A German retail giant agreed Friday to pay a Jewish family $117.2 million for a plot of land in the heart of Berlin that it lost under the Nazis, resolving one of the city's longest-running World War II-era compensation disputes.

Under the agreement, KarstadtQuelle AG will also retract competing claims it had with heirs of the Wertheim family on 50 other properties throughout Berlin and its surrounding state of Brandenburg, clearing the way for those plots to be restituted.

"It was our interest to do justice to our responsibility in terms of history," KarstadtQuelle chief executive Thomas Middelhoff said in a statement announcing the deal.

The money will flow through the Jewish Claims Conference, which said it will use an unspecified amount of the income to fund programs for Holocaust victims. The rest will go to heirs of the Wertheim family.

The family, whose members are scattered across the globe, began the legal dispute with the retailer 15 years ago in an effort to win compensation for a city block known as the Lenne Triangle located on Potsdamer Platz, in the heart of redeveloped Berlin.

The Wertheims once ran a grand department store there. It was seized by the Nazis as part of Adolf Hitler's anti-Semitic "Aryanization" laws, which gave Jewish property to Germans. The family lost the business and several other properties, and the store was destroyed during the war.

"The Wertheim department store was a symbol of German Jewry before the war — it is about recognizing history," Gideon Taylor, Claims Conference vice president, told The Associated Press in a telephone interview. "There was a strong legal case and a strong moral case, and Karstadt finally came to accept that."

The Potsdamer Platz area has mirrored 20th-century German history: a bustling crossroads through the 1930s and stuck in the Berlin Wall's no-man's-land after World War II, it has become an upscale business and hotel complex since Germany reunited in 1990.

The complicated fight over rightful ownership of the Lenne Triangle draws on elements from all eras.

With Wertheim heirs scattered outside Germany, their West German assets were sold to the Hertie department store chain under disputed circumstances after the war. KarstadtQuelle bought Hertie in 1994.

The Lenne Triangle property was sold to developers after reunification — a sale KarstadtQuelle insists was legitimate.

Karstadt's argument is that the Lenne Triangle was ceded in 1988 to the west from East Germany — a year before the fall of the Berlin Wall — and so is covered by the sale of Wertheim's West German properties to Hertie.

The agreement announced Friday ends all issues between the parties, including claims for damages in Germany and the United States, KarstadtQuelle said in a statement.

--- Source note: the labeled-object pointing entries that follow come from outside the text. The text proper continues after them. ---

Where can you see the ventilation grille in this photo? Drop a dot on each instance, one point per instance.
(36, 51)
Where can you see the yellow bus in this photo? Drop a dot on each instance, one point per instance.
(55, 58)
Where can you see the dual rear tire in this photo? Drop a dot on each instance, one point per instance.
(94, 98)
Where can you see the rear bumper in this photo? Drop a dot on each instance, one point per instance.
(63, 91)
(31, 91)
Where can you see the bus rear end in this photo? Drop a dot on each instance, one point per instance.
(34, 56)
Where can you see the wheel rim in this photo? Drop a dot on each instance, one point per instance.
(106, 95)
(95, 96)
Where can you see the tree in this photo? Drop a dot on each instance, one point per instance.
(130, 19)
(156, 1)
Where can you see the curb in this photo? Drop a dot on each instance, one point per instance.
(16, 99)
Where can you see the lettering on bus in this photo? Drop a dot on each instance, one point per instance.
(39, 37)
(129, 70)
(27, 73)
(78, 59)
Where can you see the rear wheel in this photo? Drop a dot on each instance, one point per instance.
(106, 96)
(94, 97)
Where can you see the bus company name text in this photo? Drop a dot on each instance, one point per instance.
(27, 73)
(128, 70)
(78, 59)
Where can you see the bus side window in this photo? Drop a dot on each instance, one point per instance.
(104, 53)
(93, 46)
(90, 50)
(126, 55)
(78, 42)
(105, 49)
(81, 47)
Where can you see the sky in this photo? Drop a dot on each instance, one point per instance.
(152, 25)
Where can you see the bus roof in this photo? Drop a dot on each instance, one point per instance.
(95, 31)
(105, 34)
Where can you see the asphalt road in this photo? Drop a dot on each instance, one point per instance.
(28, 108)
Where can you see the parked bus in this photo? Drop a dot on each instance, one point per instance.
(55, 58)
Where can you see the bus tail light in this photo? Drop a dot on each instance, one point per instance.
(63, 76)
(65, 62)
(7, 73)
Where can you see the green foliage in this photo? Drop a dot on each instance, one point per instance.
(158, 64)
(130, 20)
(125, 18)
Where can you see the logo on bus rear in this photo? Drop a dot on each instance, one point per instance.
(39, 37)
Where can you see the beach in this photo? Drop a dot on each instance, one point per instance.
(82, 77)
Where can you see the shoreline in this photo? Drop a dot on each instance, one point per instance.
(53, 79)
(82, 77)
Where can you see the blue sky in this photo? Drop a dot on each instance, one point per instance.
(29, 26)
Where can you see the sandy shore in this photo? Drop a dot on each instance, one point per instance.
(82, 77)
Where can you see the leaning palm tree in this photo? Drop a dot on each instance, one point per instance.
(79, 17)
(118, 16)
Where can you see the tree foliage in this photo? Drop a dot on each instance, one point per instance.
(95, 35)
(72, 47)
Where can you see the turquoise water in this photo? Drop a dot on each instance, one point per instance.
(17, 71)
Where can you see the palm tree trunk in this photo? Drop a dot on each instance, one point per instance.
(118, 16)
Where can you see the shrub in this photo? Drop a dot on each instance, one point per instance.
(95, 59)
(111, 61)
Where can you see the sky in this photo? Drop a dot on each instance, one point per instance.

The settlement was agreed to after a year of negotiations mediated by former German Chancellor Helmut Kohl.

"My family and I are glad that we have finally reached this agreement with KarstadtQuelle AG to end the legal battle over Wertheim," said Barbara Principe, of Newfield, N.J. She is the granddaughter of one of the founding members of the Wertheim company.

Taylor credited the efforts by Kohl, who engaged each side in talks before bringing them together, and a willingness on the part of Middelhoff to see an end to the dispute.

"I think there was a sense that the time had finally come to bring this case to closure," Taylor said. "There was a strong legal case and a strong moral case, and Karstadt finally came to accept that."